Веревочная лестница | страница 97



Есть такой образ – совсем из другого ряда – собака на минном поле. Бродский первый прошел простреливаемое со всех сторон минное поле, в полный рост, не унижаясь на поклоны, прошел до конца – за это, а не только за стихи его любили и им восхищались.

Его биография заключала в себе лакомый контуp удачи, чьи очеpтания всегда импониpуют общественному мнению в силу своей завеpшенности. Но ведь далеко не сразу Бродский стал задушевным собеседником многих читателей, очеpедным слепком ожидания толпы, вновь, но на незнакомом языке заговоpившей улицей, как бы одухотвоpенным пpедставителем четвеpтого сословия. Тем, вышедшим из низов типичным непpизнанным гением, на котоpого смотpели сначала с недоумением, а потом с востоpгом, так как он шел по пеpекидной доске с фокусом пеpевоpота в сеpедине пути.

Для того чтобы «привлечь к себе любовь пространства», чтобы его поэзия предстала чем-то вроде синхpонной вpемени лирической мембpаны, способной улавливать самые трепетные колебания, исходящие от обреченного на немоту народа (здесь уместно вспомнить, что древним синонимом слова «народ» был «язык»), необходимо было не раз, не два, а постоянно попадать в такт, ритм тайно жаждущей освобождения жизни.

Теперь становится ясным, как правильно поступил Бродский, что не замкнулся в своем кругу (который, впоследствии расширившись, получил наименования «второй культуры», андеграунда, подпольной, неофициальной литературы), как это сделал также несомненно очень талантливый Леонид Аронзон, застрелившийся в 1970-м, да и многие из последующего поэтического поколения. Он репрезентировал намного более широкое пространство и не ошибся, получив то, на что рассчитывал.

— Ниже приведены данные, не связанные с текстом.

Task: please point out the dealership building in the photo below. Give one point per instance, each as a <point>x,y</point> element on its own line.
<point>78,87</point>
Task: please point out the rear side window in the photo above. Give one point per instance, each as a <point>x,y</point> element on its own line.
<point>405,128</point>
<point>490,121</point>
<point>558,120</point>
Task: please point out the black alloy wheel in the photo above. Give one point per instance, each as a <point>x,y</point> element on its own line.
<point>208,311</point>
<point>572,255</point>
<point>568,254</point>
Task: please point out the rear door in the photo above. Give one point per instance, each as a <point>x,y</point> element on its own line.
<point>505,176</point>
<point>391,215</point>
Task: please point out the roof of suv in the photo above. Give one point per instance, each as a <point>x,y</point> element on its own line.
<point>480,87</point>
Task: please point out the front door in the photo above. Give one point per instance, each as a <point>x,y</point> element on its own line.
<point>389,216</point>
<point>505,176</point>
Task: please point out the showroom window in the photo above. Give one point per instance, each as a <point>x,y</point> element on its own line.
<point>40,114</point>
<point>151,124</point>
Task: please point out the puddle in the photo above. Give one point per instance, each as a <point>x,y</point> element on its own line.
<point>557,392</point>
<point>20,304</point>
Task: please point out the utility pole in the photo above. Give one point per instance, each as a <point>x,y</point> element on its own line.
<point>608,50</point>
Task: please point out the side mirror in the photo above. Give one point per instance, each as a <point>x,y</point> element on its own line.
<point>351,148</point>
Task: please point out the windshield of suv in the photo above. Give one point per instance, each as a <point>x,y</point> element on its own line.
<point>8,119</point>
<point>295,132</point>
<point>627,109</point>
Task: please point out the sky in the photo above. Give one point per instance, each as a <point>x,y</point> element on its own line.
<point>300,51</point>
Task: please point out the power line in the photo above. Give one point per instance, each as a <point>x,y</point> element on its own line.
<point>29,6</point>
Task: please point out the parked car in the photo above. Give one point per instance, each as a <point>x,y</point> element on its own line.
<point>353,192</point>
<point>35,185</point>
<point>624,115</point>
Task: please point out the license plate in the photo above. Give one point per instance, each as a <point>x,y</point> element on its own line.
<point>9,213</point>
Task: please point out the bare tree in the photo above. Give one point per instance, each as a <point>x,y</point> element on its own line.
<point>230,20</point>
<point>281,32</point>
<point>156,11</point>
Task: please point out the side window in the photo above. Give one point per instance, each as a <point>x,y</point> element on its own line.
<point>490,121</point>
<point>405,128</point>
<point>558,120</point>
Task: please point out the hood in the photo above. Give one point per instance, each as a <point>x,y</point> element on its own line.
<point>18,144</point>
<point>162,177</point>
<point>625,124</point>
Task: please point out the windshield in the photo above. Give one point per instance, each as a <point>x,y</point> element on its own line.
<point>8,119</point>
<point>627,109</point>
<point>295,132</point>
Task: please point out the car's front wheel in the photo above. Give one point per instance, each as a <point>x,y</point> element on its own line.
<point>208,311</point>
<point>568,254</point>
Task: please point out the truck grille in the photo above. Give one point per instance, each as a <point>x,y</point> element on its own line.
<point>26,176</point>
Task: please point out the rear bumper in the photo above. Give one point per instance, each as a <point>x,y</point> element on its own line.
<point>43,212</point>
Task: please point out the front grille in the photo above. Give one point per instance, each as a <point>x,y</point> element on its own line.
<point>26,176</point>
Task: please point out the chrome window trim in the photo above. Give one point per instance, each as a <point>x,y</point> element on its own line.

Дружба и покровительство Ахматовой стали внешними признаками узнавания: Бродский предстал в виде законного преемника великих традиций прошлого. Но он неоднократно подчеркивал, что он ученик не только Ахматовой, не менее часто назывались имена Фроста и Одена, а одно из самых популярных ранних стихотворений было написано на смерть Элиота. Свойство «всемирной отзывчивости» – оно неизбежно вызывало сравнение с Пушкиным. А такая, казалось бы, незначительная подробность, как известность в среде советских знаменитостей первого ряда, обеспечила важных свидетелей при развитии конфликта с советской властью, вызванного как раз нежеланием играть по правилам и становиться советским поэтом.

Но он не стал антисоветским поэтом, не стал и поэтом-диссидентом. И одновременно – избежал той хрестоматийной двойственности поведения, характерной, скажем, для Андрея Синявского, который долгое время совмещал позицию официально признанного советского литературоведа и тайно (под псевдонимом) пересылающего свои рукописи за кордон диссидента. Это была хорошо всем знакомая и легко объяснимая советская двойственность. А Бродский открыто и сразу отстаивал свое право быть несоветским поэтом, а точнее – опальным поэтом. И при этом принципиально деидеологизировал своего противника. В его лексиконе не было слов – страна, родина, советская власть, Советский Союз, а присутствовал принципиально иной семантический ряд – «возлюбленное отечество, держава, империя». Дело не в том, что Бродский воспринимал советскую власть расширительно – как Империю, для его поэтики важна была только Империя, просвечивающая сквозь пелену советских реалий. Иначе говоря, он намеренно архаизировал конфликт, придавая ему черты вечности: противостояли двое – Империя и опальный Гений, в ней рожденный, но как бы сразу принадлежащий всему миру и истории.